A Caller's Game



Short summary:  Jordan Briggs, the shock talk radio host of Overdrive with Jordan Briggs, is a woman who’s built her show at the expense of others’ dignity and doesn’t have a problem with that.  When a tragic stunt she pulled in the past on her show comes back to haunt her in the form of a mysterious male caller, “Bernie”,  who wants to play an increasingly dangerous game on the air with her, she finds out just how much her actions could cost her.  What follows is complete chaos, as she, her show producer Billy,  NY detective Cole Hundley and a whole slew of other characters race against time to stop the deadly game.

J.D. Barker in his author’s note says that he’s often accused of writing literary popcorn and that he’s OK with that.  His intention is to entertain, not to be profound or represent some moral or political cause.  I appreciate that honesty.  He knows the audience he wants and he writes for it.
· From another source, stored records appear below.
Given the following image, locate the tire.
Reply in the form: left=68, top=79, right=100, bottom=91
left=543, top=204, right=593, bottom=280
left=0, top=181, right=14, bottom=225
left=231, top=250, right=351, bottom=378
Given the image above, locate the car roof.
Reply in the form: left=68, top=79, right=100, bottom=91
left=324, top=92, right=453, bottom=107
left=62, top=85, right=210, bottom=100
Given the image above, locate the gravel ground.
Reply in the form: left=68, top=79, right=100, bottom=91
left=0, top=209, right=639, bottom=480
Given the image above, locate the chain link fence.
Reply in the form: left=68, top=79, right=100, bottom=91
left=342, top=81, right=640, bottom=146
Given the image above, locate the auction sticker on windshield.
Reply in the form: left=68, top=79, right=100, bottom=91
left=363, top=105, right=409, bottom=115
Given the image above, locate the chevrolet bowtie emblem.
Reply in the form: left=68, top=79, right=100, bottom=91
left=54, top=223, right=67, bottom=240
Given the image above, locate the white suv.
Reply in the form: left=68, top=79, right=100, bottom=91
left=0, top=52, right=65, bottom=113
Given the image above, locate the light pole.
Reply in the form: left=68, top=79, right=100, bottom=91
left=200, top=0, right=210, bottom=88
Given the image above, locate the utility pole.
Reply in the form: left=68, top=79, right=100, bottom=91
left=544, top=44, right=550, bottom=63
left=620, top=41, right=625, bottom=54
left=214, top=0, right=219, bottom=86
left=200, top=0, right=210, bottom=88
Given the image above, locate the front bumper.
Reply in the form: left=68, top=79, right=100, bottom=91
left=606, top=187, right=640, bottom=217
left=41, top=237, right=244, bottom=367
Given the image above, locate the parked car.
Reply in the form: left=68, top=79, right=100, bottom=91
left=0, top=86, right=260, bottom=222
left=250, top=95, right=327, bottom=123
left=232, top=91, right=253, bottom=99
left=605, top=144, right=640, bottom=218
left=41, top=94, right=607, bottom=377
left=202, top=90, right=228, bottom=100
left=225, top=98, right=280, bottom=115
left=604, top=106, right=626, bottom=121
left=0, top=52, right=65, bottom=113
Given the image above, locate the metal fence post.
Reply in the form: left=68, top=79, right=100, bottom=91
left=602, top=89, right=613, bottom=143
That being said:  I’m not his audience.  At least not for this kind of book.

Don’t get me wrong - I actually do enjoy the occasional action thriller movie, and Die Hard ranks up there with some of my favorite movies, so I appreciate some of the similarities to this book.  It’s hard-core, all-in, over-the-top, make-your-senses-bleed action.  The problem is it’s exhausting.  At about 70 percent in, I was looking for someone to stop the ride and let me off, knowing that things were only going to get even more intense to the finish line.  I could have dealt with that, but in order to stay invested, you have to actually LIKE the characters.  With the exception of Cole, there wasn’t any character I felt particularly sympathetic towards.

Jordan is next level unlikeable.  She’s selfish, narcissistic, greedily ambitious, aloof, sarcastic and just generally unpleasant.   Her mini-me daughter, Charlotte, who’s 11, is the most obnoxious, precocious, snarky, thinks-she’s-smarter-than-every-adult child I’ve ever encountered in a book, and I HATE feeling that way or talking that way about a child, especially if I’m required by the story to feel sympathy towards her predicament.  Bernie is apparently omniscient, because despite the author’s explanation for how he sees, hears and knows everything everyone everywhere is doing, it’s so beyond human possibility that I’d have to bury my brain in the basement under 10 layers of concrete to believe it.

I know authors often use unlikeable characters to illustrate a redemptive “bad to good” arc.  That didn’t work for me in this book.  I didn’t end the book feeling warm and fuzzy toward Jordan, and maybe Barker wasn’t even going for that.  Because there was no one to root for, except for maybe Cole, the ending felt empty and unsatisfying.  I didn’t hate the book … it kept me invested in the way a fluff action movie would -  it just didn’t win my heart.  I would absolutely read other books by J. D. Barker - just not the action ones.

Thank you to NetGalley and the publisher for this ARC in exchange for my honest review.